Always look at all your savings together and how they relate to your circumstances.
For example, long term saving in a pension has many advantages, particularly the fact that investment income is untaxed, and your contributions are offset against your taxable income, thus reducing your own tax bill.
But if your big issue is about reducing debt and building up some savings that you could get your hands on quickly, then putting extra in a pension may not make sense.
On the other hand if you can afford it, and your employer will add to your pension, then make the most of the opportunity.
Try and keep things simple.
It can be tempting, particularly with investments, to make decisions that look right now, but need to be kept constantly under review.
Few of us have the time to do this.
Better to make simple choices using simple products that will hopefully look after themselves with infrequent checks needed.
In particular, remember that changes in your personal circumstances are often a time to review what you are doing with your pension assets.

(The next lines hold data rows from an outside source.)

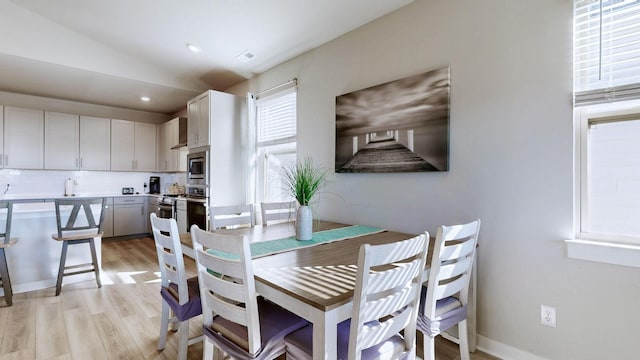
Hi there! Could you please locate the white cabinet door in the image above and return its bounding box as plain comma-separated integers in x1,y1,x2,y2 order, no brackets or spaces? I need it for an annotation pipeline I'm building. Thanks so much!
111,119,135,171
133,122,157,171
80,116,111,170
187,91,210,149
0,105,4,168
157,121,171,171
44,111,80,170
4,106,44,169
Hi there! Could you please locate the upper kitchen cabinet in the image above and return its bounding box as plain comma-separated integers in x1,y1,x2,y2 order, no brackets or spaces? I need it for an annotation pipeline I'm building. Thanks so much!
187,90,244,149
0,105,4,168
111,119,156,171
2,106,44,169
44,111,111,170
158,118,187,172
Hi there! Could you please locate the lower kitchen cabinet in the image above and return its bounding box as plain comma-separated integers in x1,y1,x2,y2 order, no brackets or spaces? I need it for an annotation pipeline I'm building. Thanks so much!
113,196,147,236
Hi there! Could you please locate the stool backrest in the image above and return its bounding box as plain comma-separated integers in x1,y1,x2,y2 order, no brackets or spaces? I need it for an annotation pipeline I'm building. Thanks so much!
55,198,107,237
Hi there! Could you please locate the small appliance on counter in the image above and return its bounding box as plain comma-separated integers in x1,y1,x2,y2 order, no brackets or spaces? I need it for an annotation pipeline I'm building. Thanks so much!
149,176,160,194
64,178,77,196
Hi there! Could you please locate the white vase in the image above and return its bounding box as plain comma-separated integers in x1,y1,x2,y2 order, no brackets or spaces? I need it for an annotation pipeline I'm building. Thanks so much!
296,206,313,240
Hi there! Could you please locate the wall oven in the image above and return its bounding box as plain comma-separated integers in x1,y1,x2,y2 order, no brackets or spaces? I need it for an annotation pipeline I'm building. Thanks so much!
187,198,209,232
187,148,209,185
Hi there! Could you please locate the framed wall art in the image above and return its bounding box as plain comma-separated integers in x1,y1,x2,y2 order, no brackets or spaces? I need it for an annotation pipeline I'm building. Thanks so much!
335,67,451,173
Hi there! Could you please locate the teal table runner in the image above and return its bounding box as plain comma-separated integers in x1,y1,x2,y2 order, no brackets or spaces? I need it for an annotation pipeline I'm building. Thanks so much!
208,225,384,259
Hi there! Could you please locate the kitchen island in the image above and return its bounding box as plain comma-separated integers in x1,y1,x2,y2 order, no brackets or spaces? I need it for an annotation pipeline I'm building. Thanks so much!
0,194,152,296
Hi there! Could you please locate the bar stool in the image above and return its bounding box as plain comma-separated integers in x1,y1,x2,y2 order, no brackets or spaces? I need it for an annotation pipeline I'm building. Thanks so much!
51,198,106,296
0,201,18,306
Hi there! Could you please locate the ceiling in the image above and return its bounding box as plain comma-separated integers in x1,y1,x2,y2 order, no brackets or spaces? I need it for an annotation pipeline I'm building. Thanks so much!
0,0,413,114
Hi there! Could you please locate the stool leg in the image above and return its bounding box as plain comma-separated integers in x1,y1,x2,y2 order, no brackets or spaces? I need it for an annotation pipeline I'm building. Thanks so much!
89,239,102,288
0,248,13,306
56,241,68,296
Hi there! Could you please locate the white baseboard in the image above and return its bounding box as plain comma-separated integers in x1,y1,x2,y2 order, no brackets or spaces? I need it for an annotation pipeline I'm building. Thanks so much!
477,335,549,360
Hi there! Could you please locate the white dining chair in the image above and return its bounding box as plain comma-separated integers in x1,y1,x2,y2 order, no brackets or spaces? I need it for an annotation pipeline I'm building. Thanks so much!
417,219,480,360
150,214,202,360
260,201,298,225
209,204,256,230
191,225,308,360
285,234,429,360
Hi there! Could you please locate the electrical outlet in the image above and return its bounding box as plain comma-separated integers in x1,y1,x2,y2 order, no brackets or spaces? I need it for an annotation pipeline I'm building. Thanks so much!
540,304,556,327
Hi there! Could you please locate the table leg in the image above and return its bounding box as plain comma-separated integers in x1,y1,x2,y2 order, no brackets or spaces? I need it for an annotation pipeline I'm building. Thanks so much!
313,311,338,360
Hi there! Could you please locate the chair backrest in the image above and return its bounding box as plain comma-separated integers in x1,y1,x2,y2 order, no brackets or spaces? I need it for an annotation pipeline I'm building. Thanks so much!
423,219,480,319
209,204,256,229
55,198,107,237
349,234,429,359
150,213,189,305
260,201,298,225
0,201,13,244
191,225,261,354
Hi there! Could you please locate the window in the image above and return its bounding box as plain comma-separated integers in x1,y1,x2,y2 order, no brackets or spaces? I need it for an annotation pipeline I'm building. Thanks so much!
579,107,640,244
255,82,297,202
567,0,640,267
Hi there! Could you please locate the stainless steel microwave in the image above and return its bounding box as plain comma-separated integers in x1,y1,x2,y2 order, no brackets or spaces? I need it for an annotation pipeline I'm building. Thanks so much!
187,150,209,185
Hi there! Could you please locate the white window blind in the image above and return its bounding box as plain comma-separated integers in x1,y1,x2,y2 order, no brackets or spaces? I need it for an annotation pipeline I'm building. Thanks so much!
574,0,640,106
256,88,297,146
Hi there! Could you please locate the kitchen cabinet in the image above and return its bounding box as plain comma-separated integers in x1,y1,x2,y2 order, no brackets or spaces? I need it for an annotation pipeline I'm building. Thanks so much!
187,90,246,149
44,111,80,170
111,119,156,171
113,196,147,236
80,116,111,170
157,118,187,172
102,198,113,237
176,199,188,233
3,106,44,169
44,111,111,170
0,105,4,168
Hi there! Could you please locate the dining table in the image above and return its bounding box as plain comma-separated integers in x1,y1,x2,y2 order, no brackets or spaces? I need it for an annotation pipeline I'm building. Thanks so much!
182,220,476,359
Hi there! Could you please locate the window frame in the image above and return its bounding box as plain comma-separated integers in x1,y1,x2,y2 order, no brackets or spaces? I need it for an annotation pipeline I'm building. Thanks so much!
254,82,298,202
575,101,640,245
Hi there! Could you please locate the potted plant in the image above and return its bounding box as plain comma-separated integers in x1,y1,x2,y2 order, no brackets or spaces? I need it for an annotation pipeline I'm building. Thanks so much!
284,158,325,240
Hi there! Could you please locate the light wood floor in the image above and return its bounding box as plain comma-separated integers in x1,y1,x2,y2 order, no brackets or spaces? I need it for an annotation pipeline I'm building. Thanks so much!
0,238,496,360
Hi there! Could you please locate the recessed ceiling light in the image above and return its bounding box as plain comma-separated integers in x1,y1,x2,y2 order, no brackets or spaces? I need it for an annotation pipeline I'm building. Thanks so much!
187,43,202,53
237,50,256,62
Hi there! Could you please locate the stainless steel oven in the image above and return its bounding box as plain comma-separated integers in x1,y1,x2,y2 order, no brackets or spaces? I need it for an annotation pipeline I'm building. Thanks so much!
157,197,175,219
187,197,209,232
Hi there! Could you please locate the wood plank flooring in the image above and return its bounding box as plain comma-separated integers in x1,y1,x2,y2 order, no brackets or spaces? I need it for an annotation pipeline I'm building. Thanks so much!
0,238,496,360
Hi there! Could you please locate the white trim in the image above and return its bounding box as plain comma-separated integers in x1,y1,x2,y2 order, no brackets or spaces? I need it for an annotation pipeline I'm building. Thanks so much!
565,239,640,267
478,335,549,360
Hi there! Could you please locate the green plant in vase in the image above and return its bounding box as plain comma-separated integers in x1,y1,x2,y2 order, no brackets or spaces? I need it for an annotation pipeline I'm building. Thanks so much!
284,158,325,240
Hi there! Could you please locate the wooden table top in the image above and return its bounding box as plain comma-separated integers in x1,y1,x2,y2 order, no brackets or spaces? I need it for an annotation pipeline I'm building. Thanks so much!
253,223,415,311
181,220,422,311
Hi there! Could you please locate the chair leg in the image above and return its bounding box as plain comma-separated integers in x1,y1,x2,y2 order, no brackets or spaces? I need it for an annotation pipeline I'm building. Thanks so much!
89,239,102,288
56,241,68,296
202,336,214,360
422,334,436,360
0,248,13,306
178,320,189,360
158,299,169,350
458,319,469,360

Job change, divorce or an inheritance are all examples of potentially "pension significant" events.
It is now common for pension plans to provide access to modelling tools that enable you to test the impact of changing how much and where you save.
The best tools will help you assess how much risk you want to take and will enable you to look at all your pension and non-pension investments together.
What you can then do is choose a combination of future pension contribution and investment mix that aims to produce the level of retirement income you need with a level of risk you can afford to take.
Even if you make the best decisions you can, you will want to make sure that as little as possible of your money is disappearing in charges taken by third parties.
Company pension plans can be very efficient from this point of view, but it is worth finding out when your employer or the pension plan trustees last market-tested the way the plan is provided.
Every pound they save is an extra pound that could be going into your pension account.
The opinions expressed are those of the author and are not held by the BBC unless specifically stated. The material is for general information only and does not constitute investment, tax, legal or other form of advice. You should not rely on this information to make (or refrain from making) any decisions. Always obtain independent, professional advice for your own particular situation.